Hindu woman raped, converted, and forced to eat beef by Muslim man and his family, abused with caste based slurs on resisting
Case Summary
A Dalit Hindu woman in Akbarpur, Ambedkarnagar, Uttar Pradesh, was exploited by a Muslim man named Asif for eight years after he trapped her under the pretence of marriage. She stated that Asif initially approached her because he had relatives in her village, then began sexual exploitation, and continued forcing relations over the years. She said that on 6 September 2023, he took her to his house and raped her, and when she resisted, he attacked her hand with a knife and left her injured. She further said that he later took her to Ludhiana, where she became pregnant, and then abandoned her there. According to the woman, when she somehow managed to return to Akbarpur, Asif, his father Jalaluddin, and his brother Arif forcibly gave her medicines and caused a forced abortion.

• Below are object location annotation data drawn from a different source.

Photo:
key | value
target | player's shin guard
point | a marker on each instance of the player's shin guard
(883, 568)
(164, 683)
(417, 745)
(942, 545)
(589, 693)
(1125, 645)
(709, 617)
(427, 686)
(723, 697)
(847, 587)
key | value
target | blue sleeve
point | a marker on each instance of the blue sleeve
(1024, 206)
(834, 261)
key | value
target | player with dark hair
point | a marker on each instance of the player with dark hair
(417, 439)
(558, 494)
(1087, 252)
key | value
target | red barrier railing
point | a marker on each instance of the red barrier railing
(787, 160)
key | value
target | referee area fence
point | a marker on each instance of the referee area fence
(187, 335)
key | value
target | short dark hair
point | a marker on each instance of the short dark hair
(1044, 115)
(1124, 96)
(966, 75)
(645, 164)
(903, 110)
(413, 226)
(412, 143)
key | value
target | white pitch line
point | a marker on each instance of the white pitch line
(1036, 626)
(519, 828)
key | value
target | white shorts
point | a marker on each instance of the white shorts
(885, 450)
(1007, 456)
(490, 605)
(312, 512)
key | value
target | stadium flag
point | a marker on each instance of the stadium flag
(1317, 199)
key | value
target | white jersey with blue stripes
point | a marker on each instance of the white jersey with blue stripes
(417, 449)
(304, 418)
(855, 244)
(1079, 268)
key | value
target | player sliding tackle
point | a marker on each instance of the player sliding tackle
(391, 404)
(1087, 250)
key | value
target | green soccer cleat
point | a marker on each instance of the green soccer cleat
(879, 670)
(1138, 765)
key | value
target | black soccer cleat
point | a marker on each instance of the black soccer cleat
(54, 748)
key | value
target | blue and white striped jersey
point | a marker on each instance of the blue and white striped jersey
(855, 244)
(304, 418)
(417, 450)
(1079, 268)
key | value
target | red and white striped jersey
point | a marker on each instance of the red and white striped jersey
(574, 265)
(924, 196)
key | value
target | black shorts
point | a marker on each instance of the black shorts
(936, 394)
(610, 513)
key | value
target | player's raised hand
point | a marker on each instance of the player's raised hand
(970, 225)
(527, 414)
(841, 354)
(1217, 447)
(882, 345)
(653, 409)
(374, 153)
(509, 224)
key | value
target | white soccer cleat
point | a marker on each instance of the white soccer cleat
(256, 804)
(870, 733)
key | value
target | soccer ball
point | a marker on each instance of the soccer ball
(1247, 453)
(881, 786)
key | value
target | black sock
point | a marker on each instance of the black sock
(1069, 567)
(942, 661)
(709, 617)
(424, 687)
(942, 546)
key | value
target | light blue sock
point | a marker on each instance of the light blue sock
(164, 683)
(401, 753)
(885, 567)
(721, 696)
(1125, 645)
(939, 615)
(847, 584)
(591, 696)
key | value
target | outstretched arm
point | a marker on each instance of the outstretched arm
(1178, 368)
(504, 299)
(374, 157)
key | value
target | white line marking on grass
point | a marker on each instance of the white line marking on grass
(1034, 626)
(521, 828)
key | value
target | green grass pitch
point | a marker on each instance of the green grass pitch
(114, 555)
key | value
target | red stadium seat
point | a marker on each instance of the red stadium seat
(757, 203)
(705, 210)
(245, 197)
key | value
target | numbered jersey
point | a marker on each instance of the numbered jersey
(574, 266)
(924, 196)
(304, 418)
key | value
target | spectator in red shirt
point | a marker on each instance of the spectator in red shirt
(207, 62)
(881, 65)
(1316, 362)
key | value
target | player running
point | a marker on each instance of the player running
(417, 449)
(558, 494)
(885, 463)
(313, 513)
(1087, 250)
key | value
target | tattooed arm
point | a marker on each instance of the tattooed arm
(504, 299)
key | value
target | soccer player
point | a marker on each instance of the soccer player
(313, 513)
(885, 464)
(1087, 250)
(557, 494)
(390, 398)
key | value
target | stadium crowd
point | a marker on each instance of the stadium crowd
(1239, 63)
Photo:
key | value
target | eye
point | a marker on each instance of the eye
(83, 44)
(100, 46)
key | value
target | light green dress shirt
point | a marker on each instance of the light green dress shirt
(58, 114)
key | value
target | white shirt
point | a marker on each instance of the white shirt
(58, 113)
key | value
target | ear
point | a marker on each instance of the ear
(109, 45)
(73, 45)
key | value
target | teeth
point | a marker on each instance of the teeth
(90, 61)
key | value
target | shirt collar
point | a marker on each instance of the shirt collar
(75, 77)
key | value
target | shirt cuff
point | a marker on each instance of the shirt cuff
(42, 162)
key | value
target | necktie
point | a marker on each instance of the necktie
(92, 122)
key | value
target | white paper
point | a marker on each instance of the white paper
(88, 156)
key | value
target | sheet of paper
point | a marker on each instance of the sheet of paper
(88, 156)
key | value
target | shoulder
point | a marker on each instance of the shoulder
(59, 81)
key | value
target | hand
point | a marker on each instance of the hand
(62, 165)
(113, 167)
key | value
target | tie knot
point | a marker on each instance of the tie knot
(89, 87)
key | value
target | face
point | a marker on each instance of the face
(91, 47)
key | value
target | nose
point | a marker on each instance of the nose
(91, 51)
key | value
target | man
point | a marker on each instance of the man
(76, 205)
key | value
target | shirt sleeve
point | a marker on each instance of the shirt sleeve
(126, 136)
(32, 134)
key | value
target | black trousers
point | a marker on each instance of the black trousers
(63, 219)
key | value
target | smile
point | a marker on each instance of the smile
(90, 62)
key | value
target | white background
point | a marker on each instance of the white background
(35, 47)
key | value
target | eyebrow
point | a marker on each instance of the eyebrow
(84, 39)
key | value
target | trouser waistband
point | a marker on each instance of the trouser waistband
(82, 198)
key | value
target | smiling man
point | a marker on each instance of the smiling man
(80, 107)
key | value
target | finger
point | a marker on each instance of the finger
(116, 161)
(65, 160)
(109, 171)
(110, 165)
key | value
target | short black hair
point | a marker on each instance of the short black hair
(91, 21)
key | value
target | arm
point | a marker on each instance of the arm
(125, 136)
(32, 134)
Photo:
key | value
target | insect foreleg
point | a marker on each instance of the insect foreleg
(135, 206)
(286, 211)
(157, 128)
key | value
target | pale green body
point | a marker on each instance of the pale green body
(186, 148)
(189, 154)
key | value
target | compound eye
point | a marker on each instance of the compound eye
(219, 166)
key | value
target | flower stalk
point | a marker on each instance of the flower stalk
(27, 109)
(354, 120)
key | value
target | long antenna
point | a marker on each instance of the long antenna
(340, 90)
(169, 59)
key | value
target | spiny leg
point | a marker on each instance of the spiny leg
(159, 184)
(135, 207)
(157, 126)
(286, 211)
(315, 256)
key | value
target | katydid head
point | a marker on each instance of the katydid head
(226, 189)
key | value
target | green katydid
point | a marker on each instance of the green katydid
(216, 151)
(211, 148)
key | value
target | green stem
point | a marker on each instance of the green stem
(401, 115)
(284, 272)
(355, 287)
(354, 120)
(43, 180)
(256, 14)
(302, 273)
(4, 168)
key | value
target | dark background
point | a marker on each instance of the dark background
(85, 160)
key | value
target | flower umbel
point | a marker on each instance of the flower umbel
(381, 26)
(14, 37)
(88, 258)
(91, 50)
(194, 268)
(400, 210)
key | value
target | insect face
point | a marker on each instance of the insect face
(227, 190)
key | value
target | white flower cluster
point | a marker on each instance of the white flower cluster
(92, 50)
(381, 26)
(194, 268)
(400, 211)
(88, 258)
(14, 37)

She said she was then taken to a madrasa where they converted her, made her eat beef, and forced her to wear a burqa. She also reported that they used caste based insults against her when she protested. The woman finally said that Asif threw her out of his house on 30 October 2025 and refused to keep her any longer. She then approached the police and lodged a formal complaint. The police stated that a case of rape had been registered against Asif, and attempted rape charges had been filed against his father and brother, and an investigation had begun.
Why it is Hate Crime ?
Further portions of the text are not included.